In light of these strategic realities, it is imperative that America fully modernize its own nuclear deterrent, as well of course it’s conventional and space capabilities. Land based ICBMs have played a key role in the nuclear deterrent peace of the past seventy years, being first deployed    the very October 1962 day President Kennedy announced that Soviet missiles were being deployed in Cuba. As Kennedy would later underscore, “Minuteman was my ace in the hole” in successfully resolving the Cuban missile crisis.

Then as now our land based ICBMs are critically important to our security.

First, having 400 deployed ICBMs across five western states, spread out over tens of thousands square miles, means any adversary will always find it impossible to destroy them all in an attempted disarming first strike. Including the spare silos and launch control facilities, that target set approaches 500. Successfully destroying all these assets simultaneously is simply not possible given the current strategic balance.  That means — contrary to popular perception — our land based ICBMs are both stabilizing and survivable.

Second, this reality ensures that in a crisis, the president can count on our land based ICBMs for whatever deterrent mission is required.

Third, our current Minuteman — and new GBSD missiles — both will deploy one warhead, although as a hedge both will be capable of a higher number.
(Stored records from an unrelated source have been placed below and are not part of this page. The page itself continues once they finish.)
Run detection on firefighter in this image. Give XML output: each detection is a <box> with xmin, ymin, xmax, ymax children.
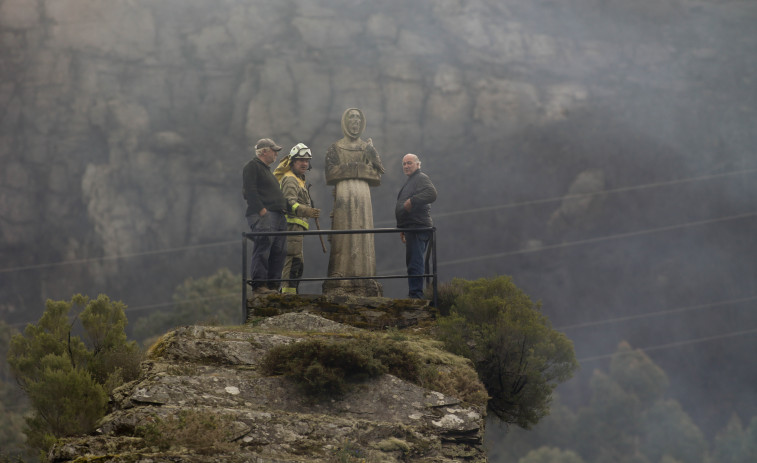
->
<box><xmin>274</xmin><ymin>143</ymin><xmax>321</xmax><ymax>294</ymax></box>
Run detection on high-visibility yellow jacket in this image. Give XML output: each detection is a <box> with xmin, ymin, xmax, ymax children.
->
<box><xmin>280</xmin><ymin>170</ymin><xmax>313</xmax><ymax>230</ymax></box>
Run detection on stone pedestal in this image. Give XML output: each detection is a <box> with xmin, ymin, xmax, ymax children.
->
<box><xmin>247</xmin><ymin>293</ymin><xmax>433</xmax><ymax>329</ymax></box>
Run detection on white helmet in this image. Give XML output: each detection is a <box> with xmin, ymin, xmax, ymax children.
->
<box><xmin>288</xmin><ymin>143</ymin><xmax>312</xmax><ymax>160</ymax></box>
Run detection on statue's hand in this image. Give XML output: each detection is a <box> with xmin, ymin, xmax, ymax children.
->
<box><xmin>364</xmin><ymin>143</ymin><xmax>385</xmax><ymax>174</ymax></box>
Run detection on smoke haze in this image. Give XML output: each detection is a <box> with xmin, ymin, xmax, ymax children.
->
<box><xmin>1</xmin><ymin>0</ymin><xmax>756</xmax><ymax>448</ymax></box>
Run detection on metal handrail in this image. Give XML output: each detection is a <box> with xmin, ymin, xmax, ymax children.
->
<box><xmin>242</xmin><ymin>226</ymin><xmax>437</xmax><ymax>321</ymax></box>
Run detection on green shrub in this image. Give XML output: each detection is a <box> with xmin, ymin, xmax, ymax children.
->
<box><xmin>431</xmin><ymin>366</ymin><xmax>490</xmax><ymax>406</ymax></box>
<box><xmin>434</xmin><ymin>279</ymin><xmax>466</xmax><ymax>316</ymax></box>
<box><xmin>24</xmin><ymin>355</ymin><xmax>107</xmax><ymax>438</ymax></box>
<box><xmin>7</xmin><ymin>294</ymin><xmax>143</xmax><ymax>454</ymax></box>
<box><xmin>0</xmin><ymin>321</ymin><xmax>28</xmax><ymax>460</ymax></box>
<box><xmin>261</xmin><ymin>337</ymin><xmax>426</xmax><ymax>396</ymax></box>
<box><xmin>436</xmin><ymin>276</ymin><xmax>578</xmax><ymax>428</ymax></box>
<box><xmin>332</xmin><ymin>440</ymin><xmax>367</xmax><ymax>462</ymax></box>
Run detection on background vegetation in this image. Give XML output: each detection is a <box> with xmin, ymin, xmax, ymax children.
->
<box><xmin>0</xmin><ymin>320</ymin><xmax>27</xmax><ymax>461</ymax></box>
<box><xmin>4</xmin><ymin>273</ymin><xmax>757</xmax><ymax>462</ymax></box>
<box><xmin>436</xmin><ymin>276</ymin><xmax>579</xmax><ymax>428</ymax></box>
<box><xmin>132</xmin><ymin>268</ymin><xmax>240</xmax><ymax>342</ymax></box>
<box><xmin>487</xmin><ymin>341</ymin><xmax>757</xmax><ymax>463</ymax></box>
<box><xmin>5</xmin><ymin>295</ymin><xmax>142</xmax><ymax>459</ymax></box>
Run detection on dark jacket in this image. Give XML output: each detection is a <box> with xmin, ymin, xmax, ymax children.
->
<box><xmin>243</xmin><ymin>157</ymin><xmax>287</xmax><ymax>217</ymax></box>
<box><xmin>395</xmin><ymin>170</ymin><xmax>437</xmax><ymax>228</ymax></box>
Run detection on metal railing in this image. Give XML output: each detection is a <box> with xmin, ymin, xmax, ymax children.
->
<box><xmin>242</xmin><ymin>227</ymin><xmax>437</xmax><ymax>321</ymax></box>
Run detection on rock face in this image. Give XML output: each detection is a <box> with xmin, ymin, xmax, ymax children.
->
<box><xmin>3</xmin><ymin>0</ymin><xmax>740</xmax><ymax>318</ymax></box>
<box><xmin>49</xmin><ymin>309</ymin><xmax>487</xmax><ymax>462</ymax></box>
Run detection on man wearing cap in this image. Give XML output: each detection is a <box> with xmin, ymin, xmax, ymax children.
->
<box><xmin>243</xmin><ymin>138</ymin><xmax>288</xmax><ymax>294</ymax></box>
<box><xmin>395</xmin><ymin>153</ymin><xmax>437</xmax><ymax>299</ymax></box>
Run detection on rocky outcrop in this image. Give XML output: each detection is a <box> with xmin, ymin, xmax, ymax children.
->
<box><xmin>49</xmin><ymin>306</ymin><xmax>487</xmax><ymax>462</ymax></box>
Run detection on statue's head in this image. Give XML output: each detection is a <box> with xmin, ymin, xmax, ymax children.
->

But compared to the last ICBM we deployed — the Peacekeeper with 10 warheads — the new land based missiles under current conditions will be very unattractive targets. A Russian adversary would have to probably use 2 warheads to effectively take out each missile silo, a bad exchange. That makes for better strategic stability.

Fourth, even if theoretically possible to take out our GBSD missile silos, our complimentary sea-launched ballistic missiles carried in submarines, and our bombers carrying gravity bombs and cruise missiles could be launched against the aggressor with devastating effect.

That is the deterrent nuclear Triad we are seeking to rebuild over the next decade. 

Fifth, the new land based missile will be more accurate, durable and adaptable, will reduce the lifecycle costs below the current Minuteman III, and will remain the least expensive means of maintaining a nuclear deterrent on a day to day basis. Over the next decade, the new GBSD program will consume about 2 percent of the USAF budget.

Sixth, connectivity to the land based missiles is secure and reliable The GBSD will remain the most responsive leg of the Triad to a Presidential order. Fears of an unauthorized or accidental launch are unfounded.

Seventh, whether at peace or during a crisis, the new land based missiles, like the current Minuteman, will remain in the same posture 24/7/365, leaving a highly stabilizing force that need not engender reckless behavior by any of our adversaries — especially during a crisis. 

Eighth, the GBSDS will be more flexible and modular than the existing ‘60’s era Minuteman design, allowing it to more effectively, efficiently and affordably adapt to changing threat and technology environments. GBSD will thus ensure the continued credibility of the land-based leg of the Triad.

Finally, once completed, the new GBSD force will remain in place for the better part of five decades. As it has been for the 32 million minutes the Minuteman has been on alert since 1962, the GBSD will similarly act as a key deterrent to keep the peace.

The ICBM force will continue to be as President Kennedy declared, “My ace in the hole.” 

Lt. Gen. David Deptula, USAF (ret), is dean of the Mitchell Institute for Aerospace Studies of the Air Force Association, a nonpartisan policy research institute.

Peter Huessy is the director of Strategic Deterrent Studies at the Mitchell Institute for Aerospace Studies of the Air Force Association.


The views expressed by contributors are their own and not the views of The Hill.